If counter is not zero, add waiter to 1 using CAS. Since CAS may fail, the for loop will return here again to CAS until it succeeds.

Call runtime_Semacquire to suspend and wait for wake up

* statep! = 0 the statep is not zero after waking up, which means that WaitGroup is reused again, which will cause panic. It is important to note that waitgroup is not meant to be reused, but it cannot be reused before the wait method has finished running.

Summary of waitgroup usage

After looking at the add method and wait method of waitgroup, we find that there are a lot of checks in it. Improper use will lead to panic, so we need to summarize how to use it correctly:

The counter cannot be set to a negative number, otherwise panic; will occur. Note that there are two ways to cause the counter to be negative. One is to pass a negative number when calling Add, and the second is to call the Done method too many times, exceeding the count value of WaitGroup.

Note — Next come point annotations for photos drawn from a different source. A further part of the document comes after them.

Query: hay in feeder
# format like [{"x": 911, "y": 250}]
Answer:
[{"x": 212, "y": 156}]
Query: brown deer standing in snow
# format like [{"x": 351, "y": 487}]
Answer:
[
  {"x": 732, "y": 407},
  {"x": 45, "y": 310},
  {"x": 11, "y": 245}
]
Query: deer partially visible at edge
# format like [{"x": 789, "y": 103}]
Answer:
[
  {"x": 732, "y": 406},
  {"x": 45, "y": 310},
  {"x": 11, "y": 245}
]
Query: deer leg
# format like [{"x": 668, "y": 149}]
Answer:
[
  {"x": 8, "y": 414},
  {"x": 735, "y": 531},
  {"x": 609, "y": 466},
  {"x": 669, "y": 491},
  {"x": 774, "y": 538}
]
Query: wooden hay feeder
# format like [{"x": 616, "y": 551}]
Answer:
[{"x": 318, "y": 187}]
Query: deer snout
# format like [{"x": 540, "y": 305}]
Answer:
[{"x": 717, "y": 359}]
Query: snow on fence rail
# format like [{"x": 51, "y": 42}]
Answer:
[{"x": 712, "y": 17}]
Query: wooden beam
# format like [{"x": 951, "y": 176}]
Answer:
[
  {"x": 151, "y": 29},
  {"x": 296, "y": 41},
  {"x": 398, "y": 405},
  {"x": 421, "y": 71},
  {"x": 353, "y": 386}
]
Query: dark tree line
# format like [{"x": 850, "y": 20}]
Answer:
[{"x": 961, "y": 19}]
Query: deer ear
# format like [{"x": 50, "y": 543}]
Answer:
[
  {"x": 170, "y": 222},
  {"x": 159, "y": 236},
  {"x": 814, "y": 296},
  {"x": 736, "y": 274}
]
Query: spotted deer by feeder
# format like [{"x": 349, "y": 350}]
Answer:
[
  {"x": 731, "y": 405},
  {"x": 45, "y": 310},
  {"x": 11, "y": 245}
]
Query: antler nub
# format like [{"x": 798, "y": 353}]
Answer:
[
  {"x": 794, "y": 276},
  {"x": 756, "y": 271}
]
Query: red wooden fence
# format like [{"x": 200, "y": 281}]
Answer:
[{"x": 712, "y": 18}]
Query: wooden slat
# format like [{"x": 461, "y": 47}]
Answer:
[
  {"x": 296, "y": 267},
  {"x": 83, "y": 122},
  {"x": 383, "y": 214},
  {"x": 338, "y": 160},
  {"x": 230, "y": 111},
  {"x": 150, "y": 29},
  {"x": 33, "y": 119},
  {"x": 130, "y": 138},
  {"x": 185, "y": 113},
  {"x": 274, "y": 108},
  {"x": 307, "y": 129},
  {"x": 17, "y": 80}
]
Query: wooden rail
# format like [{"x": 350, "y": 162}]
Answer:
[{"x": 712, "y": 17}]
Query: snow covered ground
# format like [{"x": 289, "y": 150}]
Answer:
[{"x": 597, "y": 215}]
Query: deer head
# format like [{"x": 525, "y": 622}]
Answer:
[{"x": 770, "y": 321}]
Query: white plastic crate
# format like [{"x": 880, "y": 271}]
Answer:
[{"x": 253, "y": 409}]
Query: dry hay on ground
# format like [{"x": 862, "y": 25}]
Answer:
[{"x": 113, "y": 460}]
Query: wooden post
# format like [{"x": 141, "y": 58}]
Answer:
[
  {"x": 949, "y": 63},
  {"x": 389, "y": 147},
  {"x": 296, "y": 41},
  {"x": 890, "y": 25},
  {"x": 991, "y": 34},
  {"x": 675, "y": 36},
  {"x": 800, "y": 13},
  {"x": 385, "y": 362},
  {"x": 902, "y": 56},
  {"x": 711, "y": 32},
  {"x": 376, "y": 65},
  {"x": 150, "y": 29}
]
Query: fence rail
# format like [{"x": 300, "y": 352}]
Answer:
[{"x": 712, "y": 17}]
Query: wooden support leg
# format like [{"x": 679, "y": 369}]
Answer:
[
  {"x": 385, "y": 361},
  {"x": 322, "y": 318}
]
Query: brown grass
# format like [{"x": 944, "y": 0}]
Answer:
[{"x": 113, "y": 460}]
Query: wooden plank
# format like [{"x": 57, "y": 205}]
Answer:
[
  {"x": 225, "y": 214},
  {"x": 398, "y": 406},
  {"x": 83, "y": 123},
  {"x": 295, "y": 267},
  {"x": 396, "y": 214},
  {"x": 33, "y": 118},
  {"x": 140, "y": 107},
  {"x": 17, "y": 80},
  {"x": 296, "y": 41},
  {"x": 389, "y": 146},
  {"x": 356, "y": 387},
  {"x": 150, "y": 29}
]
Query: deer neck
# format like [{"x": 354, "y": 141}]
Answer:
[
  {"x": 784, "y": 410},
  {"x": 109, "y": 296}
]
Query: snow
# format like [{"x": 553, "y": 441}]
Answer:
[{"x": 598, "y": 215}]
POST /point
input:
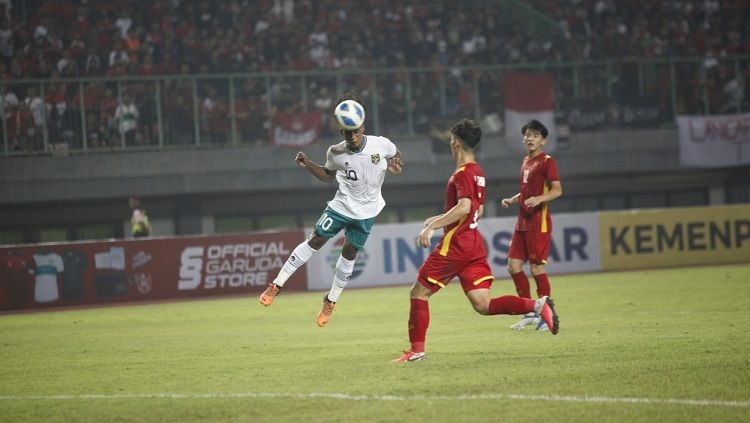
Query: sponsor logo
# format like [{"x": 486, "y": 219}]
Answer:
[
  {"x": 230, "y": 265},
  {"x": 140, "y": 259},
  {"x": 359, "y": 264},
  {"x": 141, "y": 282}
]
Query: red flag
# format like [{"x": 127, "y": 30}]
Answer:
[{"x": 529, "y": 96}]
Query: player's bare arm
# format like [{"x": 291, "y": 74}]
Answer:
[
  {"x": 461, "y": 209},
  {"x": 554, "y": 192},
  {"x": 395, "y": 164},
  {"x": 506, "y": 202},
  {"x": 320, "y": 172}
]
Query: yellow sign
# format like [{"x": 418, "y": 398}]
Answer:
[{"x": 674, "y": 237}]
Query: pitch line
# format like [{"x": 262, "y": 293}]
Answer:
[{"x": 350, "y": 397}]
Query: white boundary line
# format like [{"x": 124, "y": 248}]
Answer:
[{"x": 349, "y": 397}]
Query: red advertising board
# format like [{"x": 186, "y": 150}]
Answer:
[{"x": 79, "y": 273}]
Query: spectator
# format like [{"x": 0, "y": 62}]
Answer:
[
  {"x": 140, "y": 227},
  {"x": 126, "y": 116}
]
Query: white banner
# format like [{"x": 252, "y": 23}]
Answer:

When using WaitGroup, be sure to wait for all Add method calls before calling Wait, otherwise it may result in panic

Reuse WaitGroup before wait is finished. WaitGroup can be reused, but you need to wait until the last batch of goroutine calls wait before you can continue to reuse WaitGroup.

This is the end of "how to understand memory alignment caused by WaitGroup in Go". Thank you for reading. If you want to know more about the industry, you can follow the website, the editor will output more high-quality practical articles for you!

Welcome to subscribe "Shulou Technology Information " to get latest news, interesting things and hot topics in the IT industry, and controls the hottest and latest Internet news, technology news and IT industry trends.

*The comments in the above article only represent the author's personal views and do not represent the views and positions of this website. If you have more insights, please feel free to contribute and share.